Les invités d'Au Bout de l'Actu : "loup, nous ne voulons plus de quotas de prélèvement", B. Gerbert et J. Gras

Les invités d'Au Bout de l'Actu : "loup, nous ne voulons plus de quotas de prélèvement", B. Gerbert et J. Gras

AGRICULTURE / Bertrand Gerbert, administrateur national des JA 05, et Julien Gras, président du comité d'organisation de la Session Ovine 2018

 

- Hautes-Alpes - 

 

« L’avenir, nous aimerions le voir avec le moins de prédation possible pour ne pas subir un stress quotidien » : la session nationale ovine se tenait ce jeudi à Ancelle avec autour de la table Bertrand Gerbert, administrateur national des JA. Au cœur des discussions : la filière et ses perspectives d’avenir. « Il y a des périodes plus difficiles physiquement et moralement.
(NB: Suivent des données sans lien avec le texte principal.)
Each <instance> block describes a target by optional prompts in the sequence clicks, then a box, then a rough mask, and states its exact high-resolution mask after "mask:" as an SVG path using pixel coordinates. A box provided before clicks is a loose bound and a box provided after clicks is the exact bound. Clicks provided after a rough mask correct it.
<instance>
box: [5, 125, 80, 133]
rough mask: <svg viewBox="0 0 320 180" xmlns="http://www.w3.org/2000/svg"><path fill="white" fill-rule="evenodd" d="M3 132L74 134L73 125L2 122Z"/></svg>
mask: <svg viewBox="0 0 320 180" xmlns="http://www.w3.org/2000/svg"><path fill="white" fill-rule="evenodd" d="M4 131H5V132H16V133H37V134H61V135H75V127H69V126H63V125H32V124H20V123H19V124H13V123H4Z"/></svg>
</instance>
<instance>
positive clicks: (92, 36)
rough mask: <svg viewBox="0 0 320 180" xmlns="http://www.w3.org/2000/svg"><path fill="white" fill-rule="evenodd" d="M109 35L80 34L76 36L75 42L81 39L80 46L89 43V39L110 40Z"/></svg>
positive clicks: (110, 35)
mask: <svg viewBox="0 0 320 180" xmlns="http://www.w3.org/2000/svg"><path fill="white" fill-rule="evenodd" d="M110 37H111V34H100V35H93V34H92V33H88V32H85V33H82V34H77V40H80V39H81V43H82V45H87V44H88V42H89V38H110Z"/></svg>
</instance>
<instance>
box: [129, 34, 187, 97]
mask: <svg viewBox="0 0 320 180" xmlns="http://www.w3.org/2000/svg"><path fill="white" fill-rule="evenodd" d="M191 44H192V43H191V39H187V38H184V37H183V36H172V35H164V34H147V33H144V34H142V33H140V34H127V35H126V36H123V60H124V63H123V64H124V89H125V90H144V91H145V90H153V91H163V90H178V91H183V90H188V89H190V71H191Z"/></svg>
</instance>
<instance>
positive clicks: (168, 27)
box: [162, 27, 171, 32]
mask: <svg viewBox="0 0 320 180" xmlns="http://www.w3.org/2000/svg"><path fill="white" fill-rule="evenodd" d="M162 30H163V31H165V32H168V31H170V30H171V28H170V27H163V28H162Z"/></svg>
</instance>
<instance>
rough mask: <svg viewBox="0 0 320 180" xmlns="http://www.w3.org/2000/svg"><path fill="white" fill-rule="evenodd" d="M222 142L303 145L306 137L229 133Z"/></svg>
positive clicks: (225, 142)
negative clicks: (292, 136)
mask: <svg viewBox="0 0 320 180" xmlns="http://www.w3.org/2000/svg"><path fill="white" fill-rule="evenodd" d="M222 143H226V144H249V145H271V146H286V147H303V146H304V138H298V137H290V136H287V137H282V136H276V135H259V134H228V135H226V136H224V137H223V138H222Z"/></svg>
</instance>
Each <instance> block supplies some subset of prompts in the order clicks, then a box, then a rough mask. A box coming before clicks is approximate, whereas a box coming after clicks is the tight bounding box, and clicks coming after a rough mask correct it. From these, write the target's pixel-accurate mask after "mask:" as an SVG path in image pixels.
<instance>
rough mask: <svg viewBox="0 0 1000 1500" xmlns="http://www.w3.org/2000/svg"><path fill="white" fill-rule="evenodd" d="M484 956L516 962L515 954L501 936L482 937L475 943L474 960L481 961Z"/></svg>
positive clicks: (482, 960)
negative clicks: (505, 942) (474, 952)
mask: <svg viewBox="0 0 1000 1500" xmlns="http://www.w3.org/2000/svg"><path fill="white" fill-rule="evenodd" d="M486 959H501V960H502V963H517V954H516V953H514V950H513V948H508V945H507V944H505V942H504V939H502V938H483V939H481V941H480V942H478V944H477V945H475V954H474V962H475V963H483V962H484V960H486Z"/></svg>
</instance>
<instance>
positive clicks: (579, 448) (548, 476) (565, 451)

Nous exerçons notre métier par passion mais la passion a aussi des limites », témoigne amèrement le responsable éleveur dans les Pyrénées, qui dit attendre désormais « un geste fort de l’État ». Mais le plan loup 2018-2023 tel qu’il est discuté actuellement ne lui convient pas, « on refuse les quotas ». Car pour Bertrand Gerbert, le loup ne pourra jamais « être éduqué, je suis fatigué des grandes théories ». Et alors que le gouvernement indemnisera les éleveurs attaqués par le canidé uniquement s’ils ont mis en place les mesures de protection, l’administrateur du syndicat agricole voit cela comme « des contraintes. Les mesures sont inefficaces et elles contraignent les bêtes à un rythme qui n’est pas le leur. On va à l’encontre du bien-être animal, de plus, les éleveurs doivent financer une partie des protections ».

 

Autre sujet abordé lors de cette session nationale ovine : les coûts de production et les prix opérés. « Selon les différents bassins, les coûts sont différents, explique Julien Gras, président du comité d’organisation de cette session nationale ovine, en montagne les coûts sont double qu’en plaine. Aujourd’hui, on ne peut plus les diminuer davantage », poursuit-il. Les bêtes ne peuvent faire plus d’agneaux qu’actuellement, certaines charges sont incompressibles, « c’est le prix qui bloque. Il faut que toute la filière se mette autour de la table ».